Paradoks inilah yang membuat Tolstoy berbeda dari Marx, berbeda dari Hegel, berbeda dari sejarawan. Marx berusaha menjadikan sejarah sebagai ilmu dengan hukum universal. Hegel membangun metafisika sejarah. Sejarawan menyederhanakan faktor sesuai selera. Tolstoy menolak mereka semua. Namun, ia tidak pernah berhenti mengajukan pertanyaan yang sama: apa hukum sejarah? Apa makna peristiwa? Mengapa manusia bergerak seperti arus besar? Berlin menegaskan bahwa Tolstoy tidak menemukan jawaban, tetapi justru dalam pencarian tanpa akhir itulah terletak kekuatannya.

Dengan demikian, Berlin memperlihatkan Tolstoy sebagai figur tragis dalam dunia intelektual. Tragedi itu bukan karena ia gagal menulis sistem, melainkan karena ia tidak bisa hidup dengan sistem. Tragedi itu juga bukan karena ia menolak sejarah, melainkan karena ia tidak percaya pada sejarah resmi. Ia terus menulis, terus mencari, terus menggugat, tetapi ia tidak pernah berhenti merasa kecewa terhadap jawaban yang ada. Inilah yang membuat Tolstoy menjadi penulis besar, sekaligus pemikir yang hidup dalam ketegangan permanen.

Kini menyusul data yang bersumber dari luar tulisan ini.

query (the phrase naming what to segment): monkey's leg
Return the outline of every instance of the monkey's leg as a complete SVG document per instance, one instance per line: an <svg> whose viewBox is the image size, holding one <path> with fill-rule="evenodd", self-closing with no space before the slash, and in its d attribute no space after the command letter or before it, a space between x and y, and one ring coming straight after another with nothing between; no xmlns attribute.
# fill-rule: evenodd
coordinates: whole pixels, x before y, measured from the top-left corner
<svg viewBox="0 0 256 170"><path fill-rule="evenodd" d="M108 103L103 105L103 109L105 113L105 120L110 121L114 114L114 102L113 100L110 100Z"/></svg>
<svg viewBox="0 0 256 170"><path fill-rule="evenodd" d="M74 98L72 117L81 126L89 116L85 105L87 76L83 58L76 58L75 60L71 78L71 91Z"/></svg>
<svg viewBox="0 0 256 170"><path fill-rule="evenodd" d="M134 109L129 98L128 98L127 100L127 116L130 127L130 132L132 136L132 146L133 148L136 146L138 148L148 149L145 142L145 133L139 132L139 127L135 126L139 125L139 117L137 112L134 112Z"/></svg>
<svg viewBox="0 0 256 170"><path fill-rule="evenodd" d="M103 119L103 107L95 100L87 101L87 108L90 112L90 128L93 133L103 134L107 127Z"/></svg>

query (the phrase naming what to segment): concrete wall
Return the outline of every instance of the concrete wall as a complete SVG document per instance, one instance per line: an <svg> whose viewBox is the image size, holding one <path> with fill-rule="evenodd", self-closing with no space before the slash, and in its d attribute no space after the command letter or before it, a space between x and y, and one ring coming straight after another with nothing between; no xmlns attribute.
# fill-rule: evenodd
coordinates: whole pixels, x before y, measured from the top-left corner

Esai ini menunjukkan bahwa Berlin tidak hanya membaca Tolstoy sebagai novelis, tetapi sebagai seorang pencari kebenaran yang terjebak dalam paradoks. Ia ingin kepastian, tetapi hanya percaya pada fakta empiris. Ia ingin hukum universal, tetapi menolak determinisme. Ia ingin kesatuan, tetapi hanya menemukan fragmen. Tragedi ini tidak pernah selesai, dan Berlin menyebutnya sebagai inti kehidupan intelektual Tolstoy. Dengan itu, Tolstoy tampil bukan hanya sebagai pengarang War and Peace, tetapi sebagai sosok yang bergulat dengan pertanyaan paling dasar: adakah hukum sejarah, dan apakah manusia bebas?